FlowPIE: Test-Time Scientific Idea Evolution with Flow-Guided Literature Exploration

arXiv cs.AI / 4/1/2026

💬 OpinionSignals & Early TrendsIdeas & Deep AnalysisModels & Research

Key Points

  • FlowPIE is presented as a tightly coupled retrieval-generation framework for scientific idea generation that co-evolves literature exploration and idea generation rather than using a static retrieval-then-generation pipeline.
  • It uses a flow-guided Monte Carlo Tree Search (MCTS) inspired by GFlowNets to expand literature trajectories and builds an initial population guided by an LLM-based generative reward model (GRM) assessed quality signal.
  • FlowPIE then performs test-time idea evolution using selection, crossover, and mutation, with GRM-based fitness computation and an isolation-island paradigm to encourage cross-domain knowledge and reduce homogeneity.
  • The work reports evaluations showing consistently higher novelty, feasibility, and diversity than strong LLM-based and agent-based baselines, and claims the approach supports reward scaling during test time.

Abstract

Scientific idea generation (SIG) is critical to AI-driven autonomous research, yet existing approaches are often constrained by a static retrieval-then-generation paradigm, leading to homogeneous and insufficiently divergent ideas.
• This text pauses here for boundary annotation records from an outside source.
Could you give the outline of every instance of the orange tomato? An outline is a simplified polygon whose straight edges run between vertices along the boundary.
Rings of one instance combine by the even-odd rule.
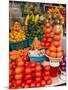
[[[56,58],[56,53],[55,52],[51,52],[50,53],[50,57]]]
[[[58,47],[58,46],[60,45],[60,42],[59,42],[59,41],[54,41],[54,42],[53,42],[53,45],[54,45],[55,47]]]
[[[61,39],[60,35],[54,35],[54,40],[59,41]]]
[[[49,50],[46,50],[46,54],[49,56],[50,55],[50,51]]]
[[[57,53],[57,58],[61,58],[62,55],[63,55],[63,52],[58,52],[58,53]]]
[[[56,52],[56,47],[55,47],[55,46],[51,46],[51,47],[49,48],[49,50],[50,50],[51,52]]]

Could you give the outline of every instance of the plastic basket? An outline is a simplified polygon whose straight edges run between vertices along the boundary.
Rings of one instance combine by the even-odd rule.
[[[16,42],[16,43],[10,42],[11,50],[19,50],[19,49],[26,48],[26,47],[28,47],[27,40]]]
[[[42,61],[44,61],[44,60],[46,60],[46,56],[38,56],[38,57],[30,57],[30,61],[35,61],[35,62],[42,62]]]

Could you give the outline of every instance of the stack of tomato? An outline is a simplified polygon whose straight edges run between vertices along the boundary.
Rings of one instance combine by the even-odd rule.
[[[9,88],[31,88],[52,84],[50,66],[18,58],[10,62]]]
[[[46,23],[44,32],[45,32],[45,36],[43,37],[41,44],[43,47],[48,48],[52,43],[52,38],[51,38],[52,26],[49,22]]]

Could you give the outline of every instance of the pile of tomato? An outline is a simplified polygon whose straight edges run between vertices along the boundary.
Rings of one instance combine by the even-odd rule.
[[[9,62],[9,88],[33,88],[52,84],[50,66],[30,62],[29,57]]]

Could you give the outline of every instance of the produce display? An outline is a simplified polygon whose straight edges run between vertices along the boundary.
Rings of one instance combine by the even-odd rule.
[[[22,16],[9,18],[9,89],[59,85],[56,83],[62,72],[66,73],[66,53],[61,44],[62,38],[66,38],[66,6],[16,1],[14,4],[19,5]],[[65,83],[62,80],[60,84]]]

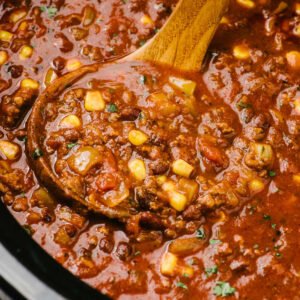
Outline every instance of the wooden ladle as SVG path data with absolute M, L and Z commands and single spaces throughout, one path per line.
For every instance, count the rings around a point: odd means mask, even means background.
M 114 62 L 151 61 L 167 64 L 185 70 L 197 71 L 201 67 L 207 47 L 227 8 L 229 0 L 180 0 L 175 11 L 158 34 L 136 52 Z M 113 63 L 113 64 L 114 64 Z M 46 104 L 59 96 L 87 73 L 96 72 L 103 64 L 89 65 L 68 73 L 54 81 L 35 102 L 28 123 L 28 157 L 36 175 L 51 192 L 75 200 L 89 209 L 117 218 L 123 222 L 130 217 L 130 207 L 108 207 L 104 204 L 92 204 L 66 187 L 52 170 L 46 156 L 33 153 L 43 148 L 43 136 L 40 134 L 40 112 Z

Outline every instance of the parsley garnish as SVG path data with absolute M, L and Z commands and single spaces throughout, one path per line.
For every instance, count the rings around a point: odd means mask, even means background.
M 197 238 L 200 240 L 204 240 L 205 239 L 205 231 L 204 228 L 201 226 L 198 228 L 197 230 Z
M 108 112 L 118 112 L 118 108 L 116 107 L 115 104 L 109 104 L 109 107 L 107 109 Z
M 181 287 L 181 288 L 185 289 L 185 290 L 188 289 L 188 287 L 186 286 L 186 284 L 184 284 L 184 283 L 181 282 L 181 281 L 177 282 L 176 285 L 177 285 L 178 287 Z
M 33 159 L 37 160 L 41 156 L 43 156 L 43 152 L 40 149 L 35 149 L 33 152 Z
M 210 239 L 210 240 L 209 240 L 209 244 L 210 244 L 210 245 L 218 245 L 218 244 L 222 244 L 222 241 Z
M 212 274 L 217 274 L 218 272 L 218 267 L 217 266 L 213 266 L 212 268 L 206 268 L 205 269 L 205 275 L 206 276 L 209 276 L 209 275 L 212 275 Z
M 40 11 L 47 11 L 49 18 L 53 18 L 57 13 L 57 8 L 55 7 L 40 7 Z
M 213 288 L 213 293 L 216 296 L 230 296 L 235 293 L 235 288 L 231 287 L 228 282 L 217 281 L 217 285 Z

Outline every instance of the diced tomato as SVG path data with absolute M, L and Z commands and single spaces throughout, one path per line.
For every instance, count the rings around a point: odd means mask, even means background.
M 219 165 L 223 165 L 224 160 L 221 151 L 217 147 L 212 146 L 210 143 L 203 141 L 201 139 L 198 140 L 198 143 L 199 143 L 201 155 L 203 155 L 207 159 Z
M 112 173 L 104 173 L 98 176 L 96 185 L 100 191 L 112 190 L 117 186 L 117 178 Z

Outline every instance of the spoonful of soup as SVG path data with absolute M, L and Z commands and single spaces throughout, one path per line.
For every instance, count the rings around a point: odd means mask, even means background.
M 55 195 L 127 224 L 173 228 L 198 196 L 197 71 L 227 0 L 182 0 L 157 35 L 117 62 L 81 67 L 37 99 L 28 157 Z M 175 67 L 173 69 L 171 67 Z M 199 144 L 200 143 L 200 144 Z

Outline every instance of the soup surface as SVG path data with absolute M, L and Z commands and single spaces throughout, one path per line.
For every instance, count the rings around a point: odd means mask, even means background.
M 232 1 L 198 74 L 100 67 L 48 99 L 25 150 L 45 87 L 133 51 L 175 2 L 1 2 L 2 201 L 114 299 L 299 299 L 299 1 Z M 50 194 L 42 158 L 112 219 Z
In this work, we propose FlowPIE, a tightly coupled retrieval-generation framework that treats literature exploration and idea generation as a co-evolving process. FlowPIE expands literature trajectories via a flow-guided Monte Carlo Tree Search (MCTS) inspired by GFlowNets, using the quality of current ideas assessed by an LLM-based generative reward model (GRM) as a supervised signal to guide adaptive retrieval and construct a diverse, high-quality initial population. Based on this population, FlowPIE models idea generation as a test-time idea evolution process, applying selection, crossover, and mutation with the isolation island paradigm and GRM-based fitness computation to incorporate cross-domain knowledge. It effectively mitigates the information cocoons arising from over-reliance on parametric knowledge and static literature. Extensive evaluations demonstrate that FlowPIE consistently produces ideas with higher novelty, feasibility and diversity compared to strong LLM-based and agent-based frameworks, while enabling reward scaling during test time.